China: Focus on the remedies, not the slowdown

| Mar 5, 2019 at 12:00 AM

Premier Li Keqiang on Tuesday lowered China’s official GDP target to between 6.5% and 6% this year, which would be the country’s slowest annual growth rate in three decades. Li’s new GDP target, which came alongside warnings of rising “instability and uncertainty” and “tough battles” ahead, was part of the Government Work Report (GWR) policy blueprint released at the open of the 13th National People’s Congress in Beijing.

But far from fixating on slowing growth, Li’s Work Report instead emphasized how China would counteract it. Here’s what we think stands out for investors:

* Tax cuts, incoming. Li confirmed significant tax and fee cuts worth some CNY 2tn, slightly surpassing market expectations. The value-added tax (VAT) rate for manufacturers will drop three percentage points to 13%, and the middle-bracket rate (for transport and construction sectors) will fall one percentage point to 9%. Broadly speaking, sectors with higher estimate tax-to-revenue ratio and those with strong pricing power (by way of a higher industry concentration ratio) should benefit.

* Continued monetary easing. Li said policy would be “neither too tight nor too loose”, pointing to continued targeted easing measures but no repeat of the “massive stimulus” of the past. Credit creation should stabilize, with the government aiming for expansion in both M2 and total social financing to track nominal GDP growth. We forecast a moderate rebound for M2 growth to around 8%-8.5% Y/Y, and continue to expect another 100-200 bps of reserve requirement ratio cuts this year.
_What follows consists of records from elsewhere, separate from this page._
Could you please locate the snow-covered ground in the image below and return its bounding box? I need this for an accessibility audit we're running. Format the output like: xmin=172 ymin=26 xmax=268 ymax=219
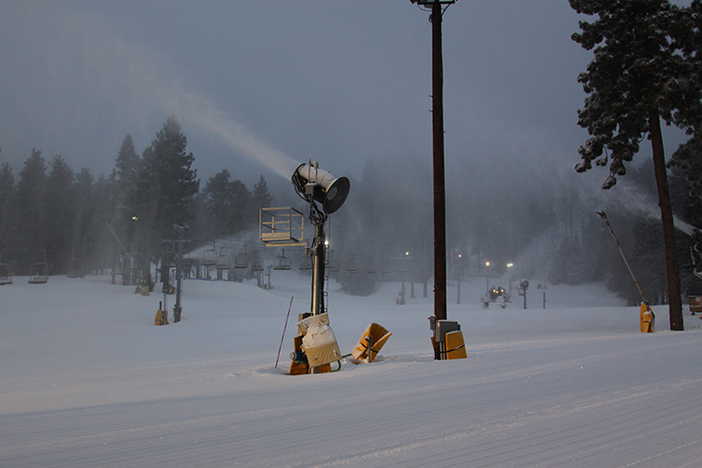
xmin=0 ymin=271 xmax=702 ymax=468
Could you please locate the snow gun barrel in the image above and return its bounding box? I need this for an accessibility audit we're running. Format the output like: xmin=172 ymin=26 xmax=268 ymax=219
xmin=596 ymin=211 xmax=648 ymax=303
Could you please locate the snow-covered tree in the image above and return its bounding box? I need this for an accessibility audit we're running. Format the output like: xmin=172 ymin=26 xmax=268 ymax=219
xmin=570 ymin=0 xmax=690 ymax=330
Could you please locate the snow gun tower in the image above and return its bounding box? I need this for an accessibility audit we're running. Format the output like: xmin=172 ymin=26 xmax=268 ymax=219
xmin=259 ymin=161 xmax=350 ymax=374
xmin=597 ymin=211 xmax=656 ymax=333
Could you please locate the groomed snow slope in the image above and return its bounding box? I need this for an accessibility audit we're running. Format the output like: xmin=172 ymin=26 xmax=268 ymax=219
xmin=0 ymin=272 xmax=702 ymax=468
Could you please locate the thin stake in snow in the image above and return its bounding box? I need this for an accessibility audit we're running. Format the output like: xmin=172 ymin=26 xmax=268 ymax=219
xmin=275 ymin=296 xmax=295 ymax=369
xmin=597 ymin=211 xmax=646 ymax=302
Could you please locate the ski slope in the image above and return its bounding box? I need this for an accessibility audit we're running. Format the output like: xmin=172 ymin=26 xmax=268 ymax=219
xmin=0 ymin=271 xmax=702 ymax=468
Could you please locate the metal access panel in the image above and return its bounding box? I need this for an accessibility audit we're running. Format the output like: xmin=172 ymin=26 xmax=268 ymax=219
xmin=434 ymin=320 xmax=461 ymax=343
xmin=259 ymin=207 xmax=305 ymax=247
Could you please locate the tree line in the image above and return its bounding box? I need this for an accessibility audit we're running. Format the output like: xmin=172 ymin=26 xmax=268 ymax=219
xmin=0 ymin=117 xmax=272 ymax=275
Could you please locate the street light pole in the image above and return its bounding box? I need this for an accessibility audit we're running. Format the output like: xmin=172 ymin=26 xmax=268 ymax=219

* Fiscal policy goes “proactive”. China’s official fiscal deficit target for 2019 rose less than expected, climbing to 2.8% of GDP (vs 2.6% in 2018). However, we believe the actual fiscal deficit ratio could overshoot as “more forceful” pledges translate into local spending on concrete, steel and highways. At any rate, the effective deficit remains larger thanks to the off-budget increase in special local government bond quotas, which jumped some CNY 800bn to CNY 2.15tn for 2019.So we tend to think investors should focus more on China’s efforts to shore up its economy than on the weaker underlying growth that has spurred the policy support. Following the latest leg of the China equity rally, valuations are now approaching their long-term averages, and we think investors may start to become more demanding on US-China trade talks and 1Q19 Chinese earnings. Within our China strategy, we continue to prefer onshore to offshore Chinese stocks. For our Asia portfolios, we remain tactically overweight offshore Chinese equities relative to Asia ex Japan.